For complete details about the mathematical basics underlying the Diffie-Hellman algorithm, see [RFC2631].

It is nearly impossible to get the private key from the public key, even knowing the values of parameters P and g. Therefore, a middle man will not be able to obtain the shared secret K. While devices A and B exchange their public key, and maybe the parameters as well, these values pass through different intermediate points. It is critical that A receives the correct public key from B, and that B receives the correct public key from A, in order to establish a common shared secret. It may be possible for a middle man to corrupt or replace one public key with his own. If that happens, A and B would be able to communicate because they don't compute the same shared secret. No secret data will be exchanged that is readable to the middle man. To avoid this situation, one can use Digital Certificate that helps to deliver the public key and the parameters in an authenticated method.

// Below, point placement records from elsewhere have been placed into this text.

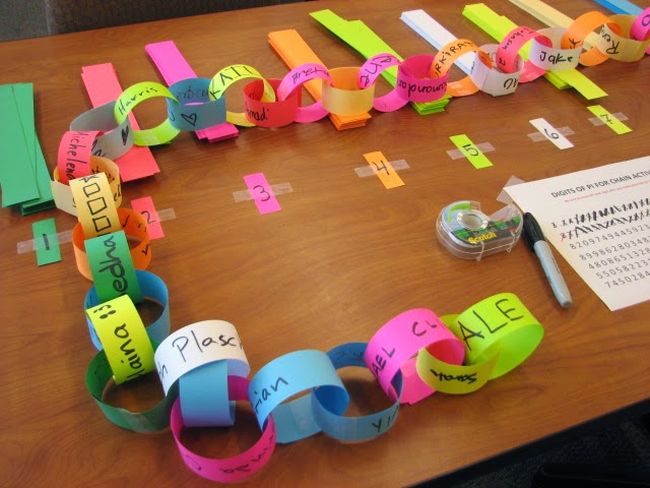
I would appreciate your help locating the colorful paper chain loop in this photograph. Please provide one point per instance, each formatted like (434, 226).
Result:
(202, 367)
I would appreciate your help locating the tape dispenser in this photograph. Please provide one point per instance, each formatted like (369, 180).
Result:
(468, 233)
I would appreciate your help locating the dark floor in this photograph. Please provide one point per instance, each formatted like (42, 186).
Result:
(21, 19)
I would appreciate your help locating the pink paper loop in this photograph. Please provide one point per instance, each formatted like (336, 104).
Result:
(235, 468)
(269, 114)
(395, 344)
(641, 27)
(368, 74)
(414, 83)
(507, 56)
(294, 79)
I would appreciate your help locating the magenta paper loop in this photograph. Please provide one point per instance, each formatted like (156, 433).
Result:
(294, 79)
(641, 27)
(553, 57)
(507, 56)
(269, 114)
(368, 74)
(235, 468)
(414, 82)
(395, 344)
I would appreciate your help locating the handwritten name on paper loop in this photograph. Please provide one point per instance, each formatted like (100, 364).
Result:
(490, 79)
(293, 81)
(235, 468)
(344, 427)
(507, 54)
(95, 205)
(112, 267)
(134, 96)
(193, 109)
(288, 375)
(197, 344)
(394, 345)
(343, 96)
(120, 329)
(152, 287)
(269, 114)
(114, 140)
(415, 83)
(553, 57)
(133, 225)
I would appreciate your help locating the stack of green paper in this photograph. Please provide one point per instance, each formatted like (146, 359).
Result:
(364, 40)
(24, 177)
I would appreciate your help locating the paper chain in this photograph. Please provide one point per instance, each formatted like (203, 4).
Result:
(412, 355)
(198, 103)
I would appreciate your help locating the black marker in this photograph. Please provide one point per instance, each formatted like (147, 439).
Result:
(535, 239)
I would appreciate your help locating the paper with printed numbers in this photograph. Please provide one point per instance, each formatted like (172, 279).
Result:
(599, 221)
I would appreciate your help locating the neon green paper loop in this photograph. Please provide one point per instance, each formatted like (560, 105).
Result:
(498, 325)
(230, 75)
(111, 265)
(156, 418)
(132, 97)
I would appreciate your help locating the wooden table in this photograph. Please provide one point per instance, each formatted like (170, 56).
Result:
(342, 257)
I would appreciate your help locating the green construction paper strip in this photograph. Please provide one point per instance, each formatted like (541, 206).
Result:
(111, 265)
(608, 119)
(46, 244)
(24, 96)
(497, 26)
(470, 151)
(365, 41)
(16, 173)
(99, 374)
(498, 325)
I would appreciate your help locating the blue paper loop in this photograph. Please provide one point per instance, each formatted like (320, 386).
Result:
(153, 288)
(288, 375)
(203, 393)
(195, 110)
(353, 429)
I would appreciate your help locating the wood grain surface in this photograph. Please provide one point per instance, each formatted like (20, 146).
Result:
(342, 257)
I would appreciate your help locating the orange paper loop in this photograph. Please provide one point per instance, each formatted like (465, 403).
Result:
(135, 228)
(578, 31)
(343, 96)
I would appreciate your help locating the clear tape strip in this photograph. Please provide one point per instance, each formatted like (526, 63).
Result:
(278, 189)
(365, 171)
(513, 180)
(482, 146)
(597, 121)
(65, 236)
(538, 136)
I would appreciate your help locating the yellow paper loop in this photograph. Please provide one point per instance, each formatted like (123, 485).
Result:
(132, 97)
(452, 378)
(614, 40)
(500, 325)
(229, 75)
(96, 208)
(120, 330)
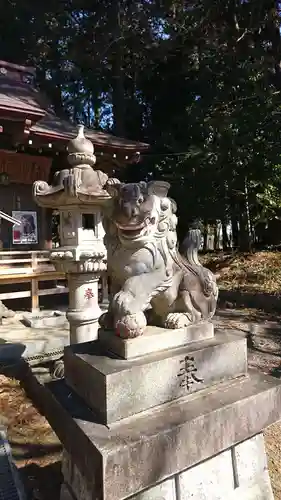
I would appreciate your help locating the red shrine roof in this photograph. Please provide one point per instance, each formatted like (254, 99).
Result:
(20, 100)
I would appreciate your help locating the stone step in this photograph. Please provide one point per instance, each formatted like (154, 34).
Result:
(119, 460)
(116, 388)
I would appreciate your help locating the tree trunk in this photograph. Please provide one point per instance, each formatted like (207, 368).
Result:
(225, 239)
(205, 236)
(118, 95)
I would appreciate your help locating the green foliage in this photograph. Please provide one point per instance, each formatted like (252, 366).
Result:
(202, 79)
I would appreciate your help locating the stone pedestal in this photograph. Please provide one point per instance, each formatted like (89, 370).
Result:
(179, 423)
(84, 311)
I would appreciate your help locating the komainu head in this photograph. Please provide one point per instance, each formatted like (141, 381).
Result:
(142, 210)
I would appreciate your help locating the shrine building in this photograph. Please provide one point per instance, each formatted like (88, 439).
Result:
(33, 142)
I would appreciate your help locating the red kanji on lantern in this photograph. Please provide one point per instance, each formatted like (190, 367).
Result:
(89, 294)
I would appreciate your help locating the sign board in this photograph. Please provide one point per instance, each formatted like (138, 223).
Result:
(27, 232)
(24, 169)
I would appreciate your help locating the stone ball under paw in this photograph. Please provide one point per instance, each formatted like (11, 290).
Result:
(131, 326)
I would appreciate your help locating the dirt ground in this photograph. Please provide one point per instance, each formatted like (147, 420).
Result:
(37, 450)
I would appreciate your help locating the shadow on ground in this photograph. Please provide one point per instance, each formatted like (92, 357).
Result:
(42, 482)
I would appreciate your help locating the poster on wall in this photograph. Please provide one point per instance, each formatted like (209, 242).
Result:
(26, 233)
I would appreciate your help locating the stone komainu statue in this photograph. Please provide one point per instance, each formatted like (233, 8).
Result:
(150, 281)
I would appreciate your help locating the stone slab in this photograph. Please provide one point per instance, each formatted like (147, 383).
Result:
(128, 457)
(217, 478)
(238, 473)
(155, 339)
(45, 319)
(117, 388)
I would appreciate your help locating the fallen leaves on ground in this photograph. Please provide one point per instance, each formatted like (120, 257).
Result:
(35, 447)
(251, 272)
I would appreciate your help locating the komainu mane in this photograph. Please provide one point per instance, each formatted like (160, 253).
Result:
(150, 281)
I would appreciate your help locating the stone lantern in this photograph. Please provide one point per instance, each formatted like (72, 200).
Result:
(79, 194)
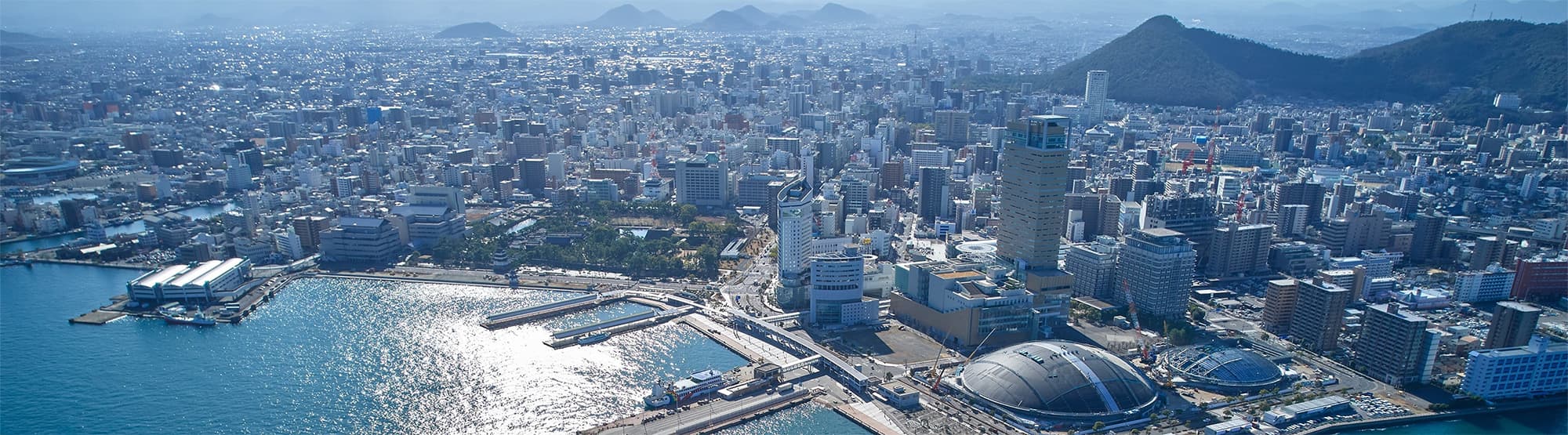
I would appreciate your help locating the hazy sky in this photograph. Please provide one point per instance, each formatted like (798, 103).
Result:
(140, 14)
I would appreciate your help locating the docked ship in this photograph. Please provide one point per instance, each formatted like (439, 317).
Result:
(592, 339)
(183, 320)
(688, 389)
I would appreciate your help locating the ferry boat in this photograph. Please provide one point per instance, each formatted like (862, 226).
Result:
(592, 339)
(688, 389)
(194, 320)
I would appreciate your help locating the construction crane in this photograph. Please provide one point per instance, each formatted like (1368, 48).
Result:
(937, 386)
(1133, 312)
(1213, 132)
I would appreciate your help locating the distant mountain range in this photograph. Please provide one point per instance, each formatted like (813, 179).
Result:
(1163, 61)
(23, 38)
(752, 17)
(631, 16)
(476, 30)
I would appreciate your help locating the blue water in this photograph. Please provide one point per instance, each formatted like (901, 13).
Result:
(205, 212)
(1526, 422)
(327, 356)
(805, 419)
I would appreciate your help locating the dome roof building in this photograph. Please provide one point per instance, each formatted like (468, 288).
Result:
(1059, 381)
(1221, 368)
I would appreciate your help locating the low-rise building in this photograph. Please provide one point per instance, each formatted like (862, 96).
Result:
(201, 282)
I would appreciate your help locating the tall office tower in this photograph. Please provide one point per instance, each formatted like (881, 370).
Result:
(1102, 213)
(1094, 268)
(1301, 191)
(1512, 324)
(703, 182)
(1280, 306)
(1395, 346)
(1261, 122)
(310, 230)
(1095, 85)
(797, 103)
(1318, 315)
(1494, 249)
(534, 174)
(1426, 243)
(1283, 140)
(838, 282)
(796, 223)
(1489, 285)
(1363, 229)
(1034, 182)
(1192, 215)
(1158, 268)
(935, 194)
(1310, 146)
(1240, 249)
(1345, 194)
(1293, 219)
(1542, 277)
(953, 127)
(557, 163)
(239, 174)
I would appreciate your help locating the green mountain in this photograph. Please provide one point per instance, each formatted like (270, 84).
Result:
(1166, 63)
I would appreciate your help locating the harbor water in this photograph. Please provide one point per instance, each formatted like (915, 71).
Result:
(203, 212)
(327, 356)
(1526, 422)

Once the shared secret is established, the Diffie-Hellman public key, private key and parameters are no longer useful. The Diffie-Hellman key agreement algorithm is achieved.

With the library provided as part of Genero Web Services, the shared secret has been computed to fit given specifications such as HMAC, 3DES, AES128, AES192, AES256, KW-3DES, KW-AES128, KW-AES192, or KW-AES256. The shared secret is actually a symmetric key ready to be used in a signature (HMAC) or cipher algorithm. It allows devices A and B to finally communicate via an authenticated (HMAC) or encrypted method.